Abstract 421P
Background
ICI treatment significantly improved the outcomes of patients (pts) with aNSCLC, thus factors that may hamper ICI effectiveness should be minimised. Antibiotics (atb) disrupt gut microbiota and are associated with shorter overall survival (OS) with ICI treatment. We conducted a retrospective observational study to describe atb prescription patterns in pts with aNSCLC treated with ICIs and evaluate their impact on treatment outcomes.
Methods
Consecutive pts with aNSCLC, treated with ICIs at a single academic center, between Jul 2015 and Dec 2022,were included. Data on atb use were obtained from electronic medical records, and data relevant for oncology care were collected prospectively in a standardized manner. Treatment with atb was assessed in different time frames relative to the start of ICI via the number of atb exposures and prescribed daily defined doses (DDD).
Results
A total of 369 pts were included (male 58%, median age 65 years, performance status 0–1 83%), that received ICI in the first-line (43% monotherapy, 26% chemo-immunotherapy) or second-line treatment (31%). Most patients (70%) were prescribed atb at least once within 1 year prior the start and until the end of ICI treatment, with 30%, 14% and 9% of pts prescribed atb within the time frame of 1 year to 60 days, 60 to 30 days and 30 days prior to ICI, respectively. Pts were most often prescribed penicillins (57%), macrolides (22%) and fluoroquinolones (22%), with a median of 2 atb exposures and a median DDD of 23. Prescription of atb within one year prior to start of ICI was associated with shorter OS in uni- (mOS atb vs. non-atb: 17.0 vs 25.4 months; HR=1.29; 95% CI: 1.00–1.67) but not in multivariate analysis (aHR=1.24; 95% CI: 0.95–1.63). Atb use within other times frames, atb class, number of exposures and DDD were not associated with OS, although trends indicating worse outcomes in atb users were observed.
Conclusions
Antibiotic use is common in pts with aNSCLC, especially within the year prior to ICI treatment. As this may negatively impact survival outcomes, strategies to minimize unnecessary antibiotic use should be explored in future research.
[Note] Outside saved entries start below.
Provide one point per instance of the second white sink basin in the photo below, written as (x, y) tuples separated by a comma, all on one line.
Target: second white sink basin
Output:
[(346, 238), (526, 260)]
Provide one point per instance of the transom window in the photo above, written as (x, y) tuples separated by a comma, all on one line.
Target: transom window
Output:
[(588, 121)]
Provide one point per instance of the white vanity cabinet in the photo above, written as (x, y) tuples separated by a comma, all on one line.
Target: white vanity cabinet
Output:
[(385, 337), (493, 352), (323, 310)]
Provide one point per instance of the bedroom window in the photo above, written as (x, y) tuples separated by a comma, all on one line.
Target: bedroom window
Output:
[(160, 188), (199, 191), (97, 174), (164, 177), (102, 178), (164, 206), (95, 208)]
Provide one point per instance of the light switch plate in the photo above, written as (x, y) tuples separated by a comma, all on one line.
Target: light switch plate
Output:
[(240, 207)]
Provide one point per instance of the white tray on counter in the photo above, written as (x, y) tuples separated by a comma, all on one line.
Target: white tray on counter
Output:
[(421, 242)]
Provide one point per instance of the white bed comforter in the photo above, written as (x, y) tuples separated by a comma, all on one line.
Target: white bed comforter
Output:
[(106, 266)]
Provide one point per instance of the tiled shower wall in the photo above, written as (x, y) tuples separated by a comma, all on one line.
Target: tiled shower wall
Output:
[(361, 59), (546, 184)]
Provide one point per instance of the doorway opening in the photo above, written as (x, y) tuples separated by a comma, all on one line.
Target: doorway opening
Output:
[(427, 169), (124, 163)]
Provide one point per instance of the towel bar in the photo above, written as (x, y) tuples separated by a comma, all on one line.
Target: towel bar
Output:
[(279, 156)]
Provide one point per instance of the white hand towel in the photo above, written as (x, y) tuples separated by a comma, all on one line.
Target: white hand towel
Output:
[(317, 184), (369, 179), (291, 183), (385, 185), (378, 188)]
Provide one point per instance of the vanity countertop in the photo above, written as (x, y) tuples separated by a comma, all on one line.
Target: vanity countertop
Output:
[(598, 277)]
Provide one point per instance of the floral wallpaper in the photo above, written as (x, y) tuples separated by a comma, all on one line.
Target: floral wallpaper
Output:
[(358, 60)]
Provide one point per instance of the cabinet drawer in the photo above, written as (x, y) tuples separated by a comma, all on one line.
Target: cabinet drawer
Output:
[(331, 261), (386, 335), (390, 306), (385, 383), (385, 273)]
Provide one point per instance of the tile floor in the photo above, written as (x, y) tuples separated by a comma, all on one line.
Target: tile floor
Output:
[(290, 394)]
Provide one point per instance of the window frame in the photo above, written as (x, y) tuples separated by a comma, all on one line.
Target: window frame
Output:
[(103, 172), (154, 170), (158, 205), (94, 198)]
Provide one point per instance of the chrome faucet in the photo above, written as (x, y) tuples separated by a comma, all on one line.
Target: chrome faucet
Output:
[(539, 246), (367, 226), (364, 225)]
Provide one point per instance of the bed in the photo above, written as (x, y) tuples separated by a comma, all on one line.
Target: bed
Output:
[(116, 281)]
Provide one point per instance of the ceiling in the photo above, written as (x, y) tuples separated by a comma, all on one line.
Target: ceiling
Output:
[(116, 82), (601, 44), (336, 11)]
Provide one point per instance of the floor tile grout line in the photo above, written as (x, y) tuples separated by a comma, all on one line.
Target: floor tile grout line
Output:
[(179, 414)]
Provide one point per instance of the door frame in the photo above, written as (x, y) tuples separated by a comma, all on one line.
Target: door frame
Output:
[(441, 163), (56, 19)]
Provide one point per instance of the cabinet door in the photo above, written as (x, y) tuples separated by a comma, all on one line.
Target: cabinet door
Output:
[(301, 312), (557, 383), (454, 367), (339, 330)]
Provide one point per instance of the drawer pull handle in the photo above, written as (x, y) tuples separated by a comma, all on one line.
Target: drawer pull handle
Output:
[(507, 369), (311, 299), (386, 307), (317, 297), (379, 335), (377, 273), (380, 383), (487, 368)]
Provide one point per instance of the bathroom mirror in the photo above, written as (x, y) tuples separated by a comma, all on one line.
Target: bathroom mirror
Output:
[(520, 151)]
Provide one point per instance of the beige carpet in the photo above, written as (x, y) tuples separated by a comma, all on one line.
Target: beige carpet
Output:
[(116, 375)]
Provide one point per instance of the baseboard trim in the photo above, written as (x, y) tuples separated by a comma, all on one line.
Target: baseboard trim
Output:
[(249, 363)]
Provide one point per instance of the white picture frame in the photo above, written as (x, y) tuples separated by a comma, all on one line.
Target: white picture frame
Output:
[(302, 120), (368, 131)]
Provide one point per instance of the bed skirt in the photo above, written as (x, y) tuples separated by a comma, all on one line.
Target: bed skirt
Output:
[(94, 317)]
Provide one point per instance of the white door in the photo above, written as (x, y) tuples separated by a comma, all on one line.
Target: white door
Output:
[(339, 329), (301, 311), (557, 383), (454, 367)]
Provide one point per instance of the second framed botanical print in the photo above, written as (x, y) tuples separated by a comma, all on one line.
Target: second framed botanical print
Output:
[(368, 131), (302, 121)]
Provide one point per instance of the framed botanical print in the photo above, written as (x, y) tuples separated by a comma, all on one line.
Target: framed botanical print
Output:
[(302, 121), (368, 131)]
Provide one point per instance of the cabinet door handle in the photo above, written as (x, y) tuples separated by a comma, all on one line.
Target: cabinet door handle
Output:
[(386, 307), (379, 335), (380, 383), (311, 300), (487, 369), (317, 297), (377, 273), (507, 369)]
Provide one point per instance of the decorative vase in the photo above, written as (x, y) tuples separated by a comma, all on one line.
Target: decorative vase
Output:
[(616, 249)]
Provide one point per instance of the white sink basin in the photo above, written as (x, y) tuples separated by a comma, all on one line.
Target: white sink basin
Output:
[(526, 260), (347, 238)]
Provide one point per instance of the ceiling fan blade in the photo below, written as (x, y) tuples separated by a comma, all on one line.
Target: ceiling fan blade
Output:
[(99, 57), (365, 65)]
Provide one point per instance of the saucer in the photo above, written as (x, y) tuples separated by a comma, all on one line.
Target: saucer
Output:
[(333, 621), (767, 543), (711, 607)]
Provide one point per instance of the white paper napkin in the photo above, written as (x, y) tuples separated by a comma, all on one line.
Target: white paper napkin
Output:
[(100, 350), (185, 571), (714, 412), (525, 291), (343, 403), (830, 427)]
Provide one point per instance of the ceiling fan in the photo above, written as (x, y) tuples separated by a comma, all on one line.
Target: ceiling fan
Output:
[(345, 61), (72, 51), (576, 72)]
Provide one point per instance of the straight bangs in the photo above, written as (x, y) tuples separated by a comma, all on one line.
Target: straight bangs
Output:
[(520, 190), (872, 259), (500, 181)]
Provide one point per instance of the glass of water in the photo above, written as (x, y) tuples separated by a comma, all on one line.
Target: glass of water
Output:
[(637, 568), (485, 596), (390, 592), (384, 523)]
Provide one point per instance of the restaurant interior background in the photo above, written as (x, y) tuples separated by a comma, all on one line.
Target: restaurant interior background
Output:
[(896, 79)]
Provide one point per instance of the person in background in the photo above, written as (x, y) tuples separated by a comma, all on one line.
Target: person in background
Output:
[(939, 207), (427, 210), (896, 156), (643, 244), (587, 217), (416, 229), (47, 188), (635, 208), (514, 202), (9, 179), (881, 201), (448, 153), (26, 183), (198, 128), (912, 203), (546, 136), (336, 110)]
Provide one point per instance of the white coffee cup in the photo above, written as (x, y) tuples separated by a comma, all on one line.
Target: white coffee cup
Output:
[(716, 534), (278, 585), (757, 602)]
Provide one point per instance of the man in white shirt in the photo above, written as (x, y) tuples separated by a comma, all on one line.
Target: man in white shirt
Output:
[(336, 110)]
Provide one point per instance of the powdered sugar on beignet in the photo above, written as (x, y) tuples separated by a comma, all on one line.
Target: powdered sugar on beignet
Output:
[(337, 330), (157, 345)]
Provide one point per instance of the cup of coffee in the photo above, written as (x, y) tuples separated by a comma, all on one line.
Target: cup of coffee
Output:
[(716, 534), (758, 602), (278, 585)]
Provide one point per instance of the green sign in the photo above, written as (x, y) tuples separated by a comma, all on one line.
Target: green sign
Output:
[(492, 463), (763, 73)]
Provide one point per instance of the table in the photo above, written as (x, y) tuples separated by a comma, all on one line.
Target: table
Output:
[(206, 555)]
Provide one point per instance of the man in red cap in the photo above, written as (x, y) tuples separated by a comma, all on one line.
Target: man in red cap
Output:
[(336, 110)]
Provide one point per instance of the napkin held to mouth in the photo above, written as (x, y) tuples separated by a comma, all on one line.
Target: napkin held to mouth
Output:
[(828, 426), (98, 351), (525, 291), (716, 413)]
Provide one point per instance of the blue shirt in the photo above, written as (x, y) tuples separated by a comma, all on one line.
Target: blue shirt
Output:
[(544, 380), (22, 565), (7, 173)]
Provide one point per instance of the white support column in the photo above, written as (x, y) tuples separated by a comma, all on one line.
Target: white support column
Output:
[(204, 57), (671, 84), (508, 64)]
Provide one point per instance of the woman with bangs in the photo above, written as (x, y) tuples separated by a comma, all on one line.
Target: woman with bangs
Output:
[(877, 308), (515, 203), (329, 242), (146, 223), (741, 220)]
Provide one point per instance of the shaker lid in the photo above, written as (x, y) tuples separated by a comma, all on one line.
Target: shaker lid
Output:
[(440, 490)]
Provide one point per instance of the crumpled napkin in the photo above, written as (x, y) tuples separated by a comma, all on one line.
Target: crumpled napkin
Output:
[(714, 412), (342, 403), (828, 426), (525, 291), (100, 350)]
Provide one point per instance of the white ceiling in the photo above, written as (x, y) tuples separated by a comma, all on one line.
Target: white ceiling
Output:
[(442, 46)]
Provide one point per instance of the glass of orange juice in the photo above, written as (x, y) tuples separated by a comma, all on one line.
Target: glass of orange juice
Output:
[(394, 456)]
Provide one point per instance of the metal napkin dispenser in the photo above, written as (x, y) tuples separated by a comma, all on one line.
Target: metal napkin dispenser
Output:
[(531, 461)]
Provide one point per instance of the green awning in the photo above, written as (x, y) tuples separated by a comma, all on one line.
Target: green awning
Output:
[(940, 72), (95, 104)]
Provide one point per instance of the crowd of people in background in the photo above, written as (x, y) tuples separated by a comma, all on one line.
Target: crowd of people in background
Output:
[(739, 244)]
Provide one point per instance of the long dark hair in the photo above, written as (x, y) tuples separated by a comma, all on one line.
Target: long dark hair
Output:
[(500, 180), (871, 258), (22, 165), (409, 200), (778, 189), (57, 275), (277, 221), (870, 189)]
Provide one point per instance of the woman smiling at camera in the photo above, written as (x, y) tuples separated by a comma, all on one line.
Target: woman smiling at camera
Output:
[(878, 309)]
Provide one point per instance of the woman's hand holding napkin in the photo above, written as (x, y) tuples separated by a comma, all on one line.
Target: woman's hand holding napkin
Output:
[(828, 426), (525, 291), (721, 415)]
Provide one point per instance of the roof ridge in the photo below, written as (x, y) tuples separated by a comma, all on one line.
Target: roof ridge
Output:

Legal entity responsible for the study
The authors.
Funding
This work was financially supported by the Slovenian Research Agency, Grant No. P1-0189 and P3-0360.
Disclosure
L. Knez: Financial Interests, Personal, Invited Speaker: Roche, MSD; Financial Interests, Institutional, Other, Educational projects within employment at the University of Ljubljana, Faculty of Pharmacy.: Swixx, Krka; Financial Interests, Institutional, Other, Research projects within employment at the University of Ljubljana, Faculty of Pharmacy: AstraZeneca. U. Janzic: Financial Interests, Personal, Invited Speaker: MSD, AstraZeneca, Pfizer, Takeda, Amgen; Financial Interests, Personal, Advisory Board: Roche, BMS, Medison. All other authors have declared no conflicts of interest.